The hospital’s analysis finds that while all current safeguards were adhered to, no one discussed the high risk of falls with the patient, and the patient did not consider herself at a high risk for a fall. To prevent this from happening in the future, an additional safeguard was put in place where the nurse on duty communicates with the patient about the danger of hospital falls and encourages her not to leave her bed without assistance.
There are many resources available to those looking to reduce the number of adverse medical events. Many nonprofits, health organizations and governmental organizations work to provide both the public and the medical community with the latest and greatest in health care innovations. In addition, it is important that we educate the next generation of doctors, nurses and health administrators to understand the gravity of preventable adverse medical events and encourage innovation in finding solutions.
A 501(c)(3) nonprofit, the National Patient Safety Foundation (NPSF) has been a central voice for patient safety since 1997. NPSF organizes Patient Safety Awareness Week and offers resources for patients, families and health care professionals.
Synesis is a Georgia-based consulting company that works with hospitals to help them pursue “zero preventable harm.” Their clients include the Mayo Clinic, Inova Health System and the United States Department of Veterans Affairs.
Founded by Joe Kiani, the Patient Safety Movement calls on hospitals, physicians and medical device companies to make pledges to reduce preventable harm.
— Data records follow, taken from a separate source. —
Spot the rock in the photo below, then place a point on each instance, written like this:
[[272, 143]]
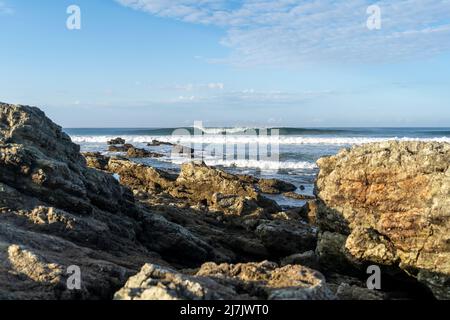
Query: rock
[[233, 205], [332, 253], [392, 198], [133, 152], [120, 148], [227, 282], [284, 238], [141, 177], [182, 151], [298, 196], [275, 186], [96, 160], [116, 141], [352, 292], [308, 259], [201, 184], [55, 212]]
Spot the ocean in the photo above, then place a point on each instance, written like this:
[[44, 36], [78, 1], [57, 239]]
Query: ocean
[[289, 154]]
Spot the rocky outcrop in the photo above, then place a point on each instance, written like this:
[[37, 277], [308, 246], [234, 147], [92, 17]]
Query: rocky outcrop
[[231, 282], [134, 152], [390, 202], [120, 147], [275, 186]]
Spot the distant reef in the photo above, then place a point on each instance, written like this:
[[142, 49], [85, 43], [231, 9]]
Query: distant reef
[[137, 232]]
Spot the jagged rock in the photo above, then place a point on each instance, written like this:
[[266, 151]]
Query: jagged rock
[[284, 238], [298, 196], [332, 252], [120, 148], [141, 177], [200, 183], [213, 282], [96, 160], [392, 198], [133, 152], [351, 292], [56, 212], [308, 259], [275, 186], [116, 141]]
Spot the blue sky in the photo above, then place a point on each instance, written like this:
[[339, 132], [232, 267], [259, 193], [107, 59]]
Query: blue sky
[[158, 63]]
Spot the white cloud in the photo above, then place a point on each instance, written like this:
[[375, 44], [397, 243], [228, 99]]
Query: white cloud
[[301, 32], [5, 9], [218, 85]]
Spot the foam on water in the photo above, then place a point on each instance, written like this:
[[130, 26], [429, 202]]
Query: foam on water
[[243, 139]]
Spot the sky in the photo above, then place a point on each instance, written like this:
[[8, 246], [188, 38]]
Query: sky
[[166, 63]]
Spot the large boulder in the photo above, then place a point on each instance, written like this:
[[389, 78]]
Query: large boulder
[[55, 212], [249, 281], [391, 201]]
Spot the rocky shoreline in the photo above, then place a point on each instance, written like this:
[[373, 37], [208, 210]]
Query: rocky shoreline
[[204, 233]]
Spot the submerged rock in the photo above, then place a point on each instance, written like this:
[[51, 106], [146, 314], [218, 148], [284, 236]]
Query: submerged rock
[[393, 201], [248, 281], [275, 186], [133, 152]]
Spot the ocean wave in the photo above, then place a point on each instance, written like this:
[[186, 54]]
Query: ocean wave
[[261, 164], [242, 139]]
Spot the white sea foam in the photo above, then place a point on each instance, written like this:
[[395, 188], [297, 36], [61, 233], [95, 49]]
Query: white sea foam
[[246, 139], [261, 164]]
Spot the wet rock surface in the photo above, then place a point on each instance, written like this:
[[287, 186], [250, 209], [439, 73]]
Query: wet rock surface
[[249, 281], [384, 204]]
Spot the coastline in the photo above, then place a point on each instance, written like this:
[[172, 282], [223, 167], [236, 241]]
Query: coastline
[[373, 206]]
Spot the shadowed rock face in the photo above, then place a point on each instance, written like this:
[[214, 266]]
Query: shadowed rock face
[[55, 212], [393, 201], [232, 282]]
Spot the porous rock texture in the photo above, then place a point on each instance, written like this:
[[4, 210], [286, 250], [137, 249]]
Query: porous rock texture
[[390, 202], [56, 212], [248, 281]]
Massachusetts General Hospital, Baylor Scott and White Health Care System, and GE Healthcare are among the health care organizations that aspire to reach zero preventable harm deaths by 2020.
The National Quality Forum (NQF) is a “not-for-profit, nonpartisan, membership-based organization that works to catalyze improvements in health care.” In 2012, NQF endorsed the implementation of 26 patient safety measures related to medical errors.
Dr. John T. James, the former chief toxicologist for the National Aeronautics & Space Administration (NASA), created Patient Safety America. He started the organization after his son died in 2002 as a result of what he describes “as uninformed, careless and unethical care by cardiologists at a hospital in central Texas.” A National Hospitalized Patient Bill of Rights is among the organization’s policy goals.
Beth Israel Deaconess Medical Center is a model of hospital transparency. Its website provides up-to-date preventable harm statistics by injury type and detailed accounts of how it is working to address those issues.
Founded by the Leapfrog Group, Hospital Safety Score assigns safety scores to nearly 2,500 hospitals around the country. The scores allow patients and families to understand how reliably a particular hospital delivers safe care from the correct use of antibiotics to the frequency of employee hand washing.
Spearheaded by the Center for Medicare and Medicaid Services, the Partnerships for Patients is a collaborative effort between health providers and federal and state governments to make hospitals safer.
Through its Patient Care Program, the Gordon and Betty Moore Foundation spent $49 million in 2013 on projects that “eliminate preventable harms and unnecessary heath care costs.” Beth Israel Deaconess Medical Center, Brigham and Women’s Hospital, and the University of California, San Francisco, were among its grant recipients.
The Global Trigger Tool allows researchers to comb for triggers or clues to “measure the overall level of harm within a health care organization.”